The court has granted review in one Affordable Care Act case, Moda Health Plan Inc. v. United States, challenging whether Congress can evade its unambiguous statutory promise to pay health insurers for losses already incurred simply by enacting appropriations riders restricting the sources of funds available to satisfy the government’s obligation.
The Fifth Circuit Court of Appeals has scheduled for oral argument on July 9 in New Orleans the ruling by a hand-picked conservative activist judge, Reed O’Connor of the Federal District Court in Fort Worth, Texas, striking down the Affordable Care Act in its entirety based upon the Republican Congress’s sabotage of the health law by repealing the tax penalty provision under the individual mandate in the GOP tax bill. Remember, Chief Justice Roberts upheld the Affordable Care Act based upon the Constitution’s tax provisions, rather than the commerce clause, which he rejected by a rather specious argument.

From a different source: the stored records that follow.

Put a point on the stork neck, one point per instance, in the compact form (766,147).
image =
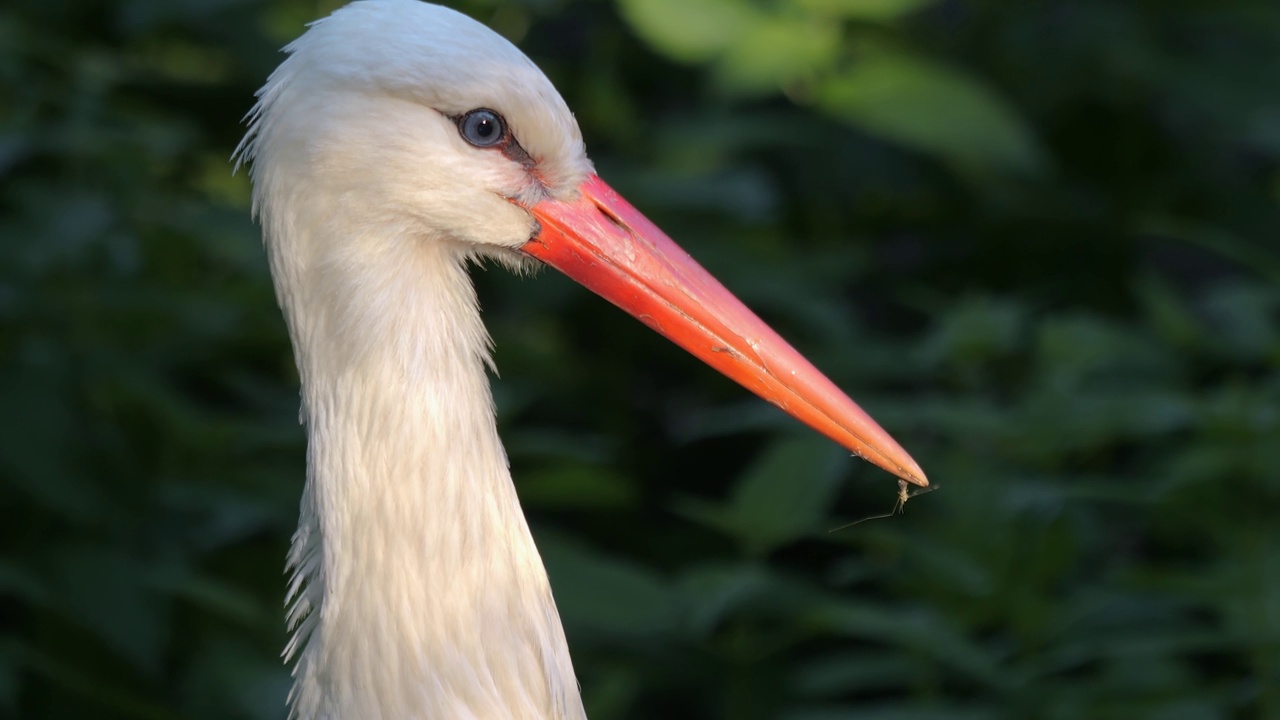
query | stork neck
(419,592)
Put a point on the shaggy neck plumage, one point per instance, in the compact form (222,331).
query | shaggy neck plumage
(417,591)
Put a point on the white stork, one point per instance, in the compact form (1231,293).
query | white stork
(396,144)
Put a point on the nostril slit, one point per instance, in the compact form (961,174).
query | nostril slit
(612,218)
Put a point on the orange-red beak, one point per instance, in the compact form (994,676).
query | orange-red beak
(604,244)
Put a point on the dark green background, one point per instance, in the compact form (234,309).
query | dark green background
(1037,240)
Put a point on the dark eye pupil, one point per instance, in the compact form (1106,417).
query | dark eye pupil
(481,128)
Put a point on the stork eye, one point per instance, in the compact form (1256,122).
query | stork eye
(483,127)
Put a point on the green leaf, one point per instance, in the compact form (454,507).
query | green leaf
(606,595)
(688,31)
(936,109)
(782,497)
(864,9)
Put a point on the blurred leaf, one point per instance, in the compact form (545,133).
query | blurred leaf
(604,595)
(782,497)
(864,9)
(690,32)
(936,109)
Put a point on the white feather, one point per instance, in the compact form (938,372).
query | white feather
(416,589)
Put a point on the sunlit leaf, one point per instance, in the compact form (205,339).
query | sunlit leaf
(864,9)
(689,31)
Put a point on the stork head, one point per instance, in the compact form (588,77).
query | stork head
(420,115)
(397,118)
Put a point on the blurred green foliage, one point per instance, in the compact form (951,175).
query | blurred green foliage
(1037,240)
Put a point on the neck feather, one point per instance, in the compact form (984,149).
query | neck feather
(416,592)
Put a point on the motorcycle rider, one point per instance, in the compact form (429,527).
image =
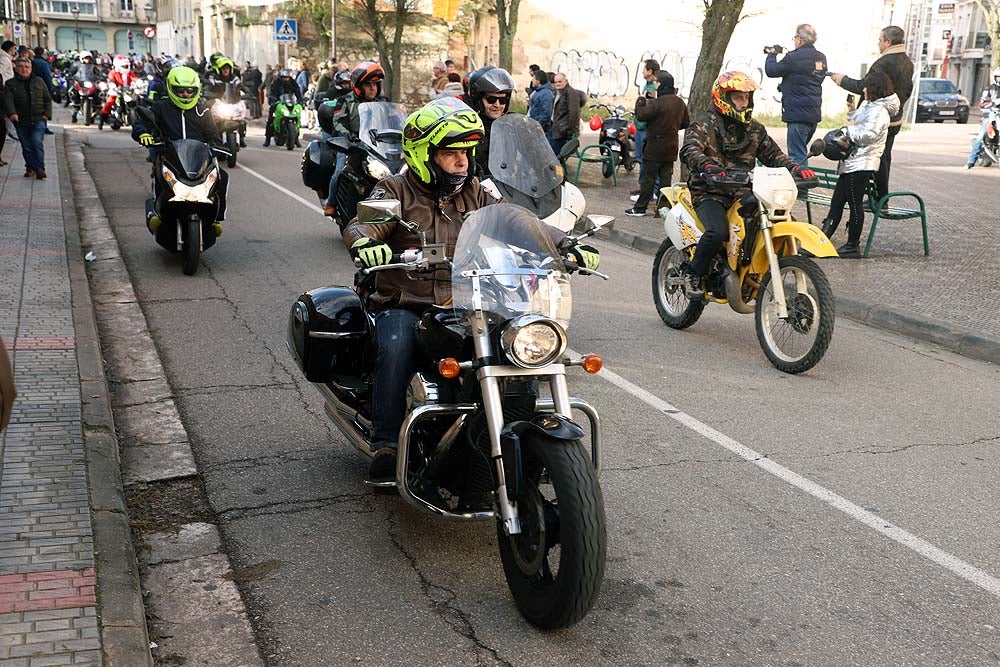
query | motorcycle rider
(490,91)
(366,86)
(724,139)
(284,84)
(180,116)
(121,76)
(989,96)
(83,70)
(436,192)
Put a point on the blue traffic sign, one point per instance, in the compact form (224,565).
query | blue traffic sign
(286,30)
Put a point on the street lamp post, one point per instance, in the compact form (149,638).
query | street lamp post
(75,11)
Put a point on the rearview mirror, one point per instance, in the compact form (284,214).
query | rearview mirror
(374,211)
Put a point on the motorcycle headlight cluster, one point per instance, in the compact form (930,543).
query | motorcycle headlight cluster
(533,341)
(192,193)
(376,168)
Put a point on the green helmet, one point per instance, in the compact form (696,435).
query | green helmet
(444,123)
(183,87)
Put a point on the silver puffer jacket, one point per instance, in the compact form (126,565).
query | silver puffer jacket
(869,132)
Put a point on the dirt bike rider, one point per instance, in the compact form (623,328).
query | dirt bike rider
(284,84)
(489,93)
(121,76)
(437,191)
(366,86)
(180,116)
(725,139)
(990,96)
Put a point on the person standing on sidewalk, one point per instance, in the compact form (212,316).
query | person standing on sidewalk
(650,68)
(802,71)
(29,107)
(665,114)
(899,68)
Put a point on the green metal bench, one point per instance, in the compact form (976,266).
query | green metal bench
(603,156)
(882,207)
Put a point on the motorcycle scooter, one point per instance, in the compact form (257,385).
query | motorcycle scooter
(188,177)
(480,440)
(794,314)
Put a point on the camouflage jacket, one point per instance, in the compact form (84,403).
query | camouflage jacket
(720,140)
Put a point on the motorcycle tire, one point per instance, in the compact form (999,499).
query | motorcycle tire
(232,145)
(562,516)
(191,248)
(796,344)
(672,304)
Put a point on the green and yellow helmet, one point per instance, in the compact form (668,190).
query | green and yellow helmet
(444,123)
(183,87)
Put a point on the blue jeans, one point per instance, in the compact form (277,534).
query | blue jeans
(798,137)
(396,360)
(331,196)
(32,138)
(977,144)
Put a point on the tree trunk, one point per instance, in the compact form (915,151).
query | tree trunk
(721,17)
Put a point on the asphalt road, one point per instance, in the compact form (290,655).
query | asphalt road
(844,516)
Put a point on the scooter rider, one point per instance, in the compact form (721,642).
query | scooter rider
(723,139)
(490,90)
(366,86)
(283,85)
(180,116)
(990,95)
(436,192)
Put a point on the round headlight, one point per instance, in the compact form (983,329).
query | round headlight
(532,341)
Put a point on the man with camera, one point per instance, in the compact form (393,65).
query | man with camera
(802,71)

This case has been crafted specifically for the Chief Justice.
UPDATE: The Fifth Circuit Court panel of judges are Jennifer Walker Elrod, a George W. Bush appointee who will preside; Jimmy Carter appointee Carolyn Dineen King; and Kurt D. Engelhardt, a Trump appointee. Elrod is indeed a nightmare judge, having distinguished herself in anti-abortion and anti-immigration cases. Englehardt has a “history of disturbing rulings on cases involving racial violence and injustice, as well as cases involving sexual harassment and workplace discrimination against women.” (h/t Daily Kos).

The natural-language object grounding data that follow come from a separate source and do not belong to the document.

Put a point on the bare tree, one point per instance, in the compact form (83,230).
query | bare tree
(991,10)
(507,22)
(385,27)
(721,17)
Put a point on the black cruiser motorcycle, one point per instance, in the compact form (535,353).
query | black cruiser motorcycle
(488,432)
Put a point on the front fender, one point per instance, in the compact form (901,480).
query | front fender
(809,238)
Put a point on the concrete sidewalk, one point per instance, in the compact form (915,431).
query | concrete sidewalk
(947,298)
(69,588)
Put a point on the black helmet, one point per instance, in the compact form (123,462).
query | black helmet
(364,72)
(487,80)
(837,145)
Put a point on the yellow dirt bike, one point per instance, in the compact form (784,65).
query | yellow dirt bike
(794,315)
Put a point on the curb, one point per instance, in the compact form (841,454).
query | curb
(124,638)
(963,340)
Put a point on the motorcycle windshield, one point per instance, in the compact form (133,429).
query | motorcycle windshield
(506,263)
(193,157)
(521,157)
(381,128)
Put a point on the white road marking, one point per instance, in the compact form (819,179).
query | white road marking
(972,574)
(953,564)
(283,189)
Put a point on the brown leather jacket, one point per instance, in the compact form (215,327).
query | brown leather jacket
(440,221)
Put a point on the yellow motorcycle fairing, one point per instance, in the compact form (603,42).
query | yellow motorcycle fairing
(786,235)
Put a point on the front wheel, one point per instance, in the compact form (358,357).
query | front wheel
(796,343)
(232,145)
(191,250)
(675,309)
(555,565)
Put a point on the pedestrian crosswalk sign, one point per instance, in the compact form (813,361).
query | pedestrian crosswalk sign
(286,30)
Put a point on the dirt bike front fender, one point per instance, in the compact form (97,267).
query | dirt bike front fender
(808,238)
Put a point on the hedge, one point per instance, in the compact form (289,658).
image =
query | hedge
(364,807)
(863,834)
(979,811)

The U.S. Supreme Court on Friday sidestepped a major new challenge to abortion rights by declining to hear Alabama’s bid to revive a Republican-backed state law that would have effectively banned the procedure after 15 weeks of pregnancy.
Conservative Justice Clarence Thomas wrote an opinion agreeing with the court’s decision not to hear the issue now but making clear that he would vote to uphold such laws.
“The notion that anything in the Constitution prevents states from passing laws prohibiting the dismembering of a living child is implausible,” Thomas wrote.
The Alabama law was one of a growing number passed by Republican legislators at the state level imposing a variety of restrictions on abortion.
“While we are pleased to see the end of this particular case, we know that it is nowhere near the end of efforts to undermine access to abortion,” said Andrew Beck, a lawyer with the American Civil Liberties Union, which challenged the law.
“Politicians are lining up to do just what Alabama did – ask the courts to review laws that push abortion out of reach and harm women’s health, with the hope of the getting the Supreme Court to undermine, or even overturn, a woman’s right to abortion,” Beck added.
Indeed, there are dozens of cases in the appellate court pipeline from which the U.S. Supreme Court can choose to hear the one case that best suits what the conservative justices want to do on the abortion issue. This seems likely to occur in the court’s next term.
A decisive overturning of the precedent of Roe v. Wade appears unlikely. Chief Justice John Roberts would prefer to choose a case that allows the court to engage in “a death by a thousand cuts” to substantially restrict a woman’s access to abortion. The conservative majority does not need to overturn Roe v. Wade, they only need to create exceptions that swallow the rule and render it a right in name only.
The Supreme Court has currently granted 50 cases, which when certain cases are consolidated, will lead to 41 oral arguments. That is substantially below the court’s average workload in recent years, so many more cases are to be added to the docket.